Monday, June 21, 2010

The Decameron by Giovanni Boccaccio : Introduction

I love how classic literature prepares the reader, either with in-depth descriptions of the setting or clearly explaining the purpose before embarking upon the work; as if it's a scholarly approach, not leaving any detail of context to question. In this particular case Boccaccio spent most of the introduction describing the face of the plague. The details are grim and more graphic than what I was expecting. For some reason I assumed a writer from this era was going to present the ravaging sickness with a sort of distant optimistic view, but Boccaccio cut right through to the nerve, first illustrating the gory symptoms of the plague then going into depth on the response. He describes for instance the beginning of the sickness when two priests would knock on the door of those afflicted and carry the dead out one by one, to several priests and servants being dispatched to not only go to the houses reported but be prepared for any other dead they happened upon, to the ultimate depravity of mass death, mass graves, covered with a thin layer of soil; entire towns wiped out, all worldly possessions abandoned.

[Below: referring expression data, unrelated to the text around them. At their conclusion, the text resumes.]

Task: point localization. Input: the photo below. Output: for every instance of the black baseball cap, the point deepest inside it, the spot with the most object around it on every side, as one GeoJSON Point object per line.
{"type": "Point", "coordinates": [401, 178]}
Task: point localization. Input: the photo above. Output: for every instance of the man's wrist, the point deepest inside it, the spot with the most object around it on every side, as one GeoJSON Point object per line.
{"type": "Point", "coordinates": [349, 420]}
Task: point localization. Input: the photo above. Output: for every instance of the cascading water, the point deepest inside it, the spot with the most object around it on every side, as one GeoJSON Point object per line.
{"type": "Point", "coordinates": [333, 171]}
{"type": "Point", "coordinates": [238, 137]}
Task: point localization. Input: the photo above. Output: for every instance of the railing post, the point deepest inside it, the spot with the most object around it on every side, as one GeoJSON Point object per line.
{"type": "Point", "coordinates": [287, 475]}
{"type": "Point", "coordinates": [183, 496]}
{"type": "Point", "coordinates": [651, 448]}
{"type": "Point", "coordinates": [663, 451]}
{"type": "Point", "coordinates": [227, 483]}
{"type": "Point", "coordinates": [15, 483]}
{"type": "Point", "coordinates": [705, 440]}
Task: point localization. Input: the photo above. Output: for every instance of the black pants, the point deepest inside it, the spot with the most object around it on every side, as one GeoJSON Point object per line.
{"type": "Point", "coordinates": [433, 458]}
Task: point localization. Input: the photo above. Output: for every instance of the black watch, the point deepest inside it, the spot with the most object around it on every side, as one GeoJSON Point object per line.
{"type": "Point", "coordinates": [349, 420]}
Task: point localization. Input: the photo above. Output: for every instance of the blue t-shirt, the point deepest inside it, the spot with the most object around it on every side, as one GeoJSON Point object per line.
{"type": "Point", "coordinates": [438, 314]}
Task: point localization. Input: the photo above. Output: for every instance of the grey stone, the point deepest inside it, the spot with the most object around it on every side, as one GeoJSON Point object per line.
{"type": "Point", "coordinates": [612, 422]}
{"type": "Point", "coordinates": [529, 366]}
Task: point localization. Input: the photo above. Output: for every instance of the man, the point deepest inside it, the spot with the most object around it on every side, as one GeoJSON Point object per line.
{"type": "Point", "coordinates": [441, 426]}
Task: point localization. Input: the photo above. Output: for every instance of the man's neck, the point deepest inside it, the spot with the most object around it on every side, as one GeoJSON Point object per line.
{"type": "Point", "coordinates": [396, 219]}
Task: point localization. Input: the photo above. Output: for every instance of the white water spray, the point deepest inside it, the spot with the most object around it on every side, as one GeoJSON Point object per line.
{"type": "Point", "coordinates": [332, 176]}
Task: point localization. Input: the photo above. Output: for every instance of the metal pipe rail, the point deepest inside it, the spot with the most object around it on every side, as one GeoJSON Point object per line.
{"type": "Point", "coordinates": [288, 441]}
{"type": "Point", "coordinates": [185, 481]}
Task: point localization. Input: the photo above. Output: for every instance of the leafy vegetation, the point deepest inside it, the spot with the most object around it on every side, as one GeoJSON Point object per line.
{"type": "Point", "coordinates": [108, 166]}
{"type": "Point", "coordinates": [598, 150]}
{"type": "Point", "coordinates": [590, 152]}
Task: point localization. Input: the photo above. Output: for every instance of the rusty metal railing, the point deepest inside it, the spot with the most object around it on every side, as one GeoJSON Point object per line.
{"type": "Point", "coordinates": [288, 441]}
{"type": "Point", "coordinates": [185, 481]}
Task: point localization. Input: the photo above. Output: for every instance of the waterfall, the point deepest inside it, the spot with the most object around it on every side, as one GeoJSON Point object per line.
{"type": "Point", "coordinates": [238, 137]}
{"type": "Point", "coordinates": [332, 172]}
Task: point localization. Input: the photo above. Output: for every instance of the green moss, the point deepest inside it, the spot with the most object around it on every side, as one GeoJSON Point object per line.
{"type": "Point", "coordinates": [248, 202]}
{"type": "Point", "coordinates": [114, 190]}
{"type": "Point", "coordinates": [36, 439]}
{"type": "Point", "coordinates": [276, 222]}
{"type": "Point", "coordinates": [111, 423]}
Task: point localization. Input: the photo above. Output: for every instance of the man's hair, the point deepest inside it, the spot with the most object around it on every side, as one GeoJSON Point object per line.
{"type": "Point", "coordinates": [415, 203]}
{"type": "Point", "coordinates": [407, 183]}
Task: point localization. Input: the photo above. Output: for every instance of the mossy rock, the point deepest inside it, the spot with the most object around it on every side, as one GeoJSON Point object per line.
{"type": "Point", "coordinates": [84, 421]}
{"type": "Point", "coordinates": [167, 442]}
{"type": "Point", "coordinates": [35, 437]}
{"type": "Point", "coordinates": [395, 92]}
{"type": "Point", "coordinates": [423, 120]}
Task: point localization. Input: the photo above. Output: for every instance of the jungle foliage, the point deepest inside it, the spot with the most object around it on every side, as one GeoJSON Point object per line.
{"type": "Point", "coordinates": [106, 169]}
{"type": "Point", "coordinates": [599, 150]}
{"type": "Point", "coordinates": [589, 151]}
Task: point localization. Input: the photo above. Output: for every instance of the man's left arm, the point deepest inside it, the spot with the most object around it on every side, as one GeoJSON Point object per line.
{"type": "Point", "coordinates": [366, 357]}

Then Boccaccio describes the survivors, the few who watched society crumble around them. He introduces a small group of them individually, ten in all, and it becomes obvious that these are the people that are going to act as the driving force of the work. After doling out responsibilities to sustain them for the next ten days, Boccaccio constructs a machine of storytelling. Each evening all characters are to narrate a story based on a certain theme, except for the first night, which is open to each narrators discretion.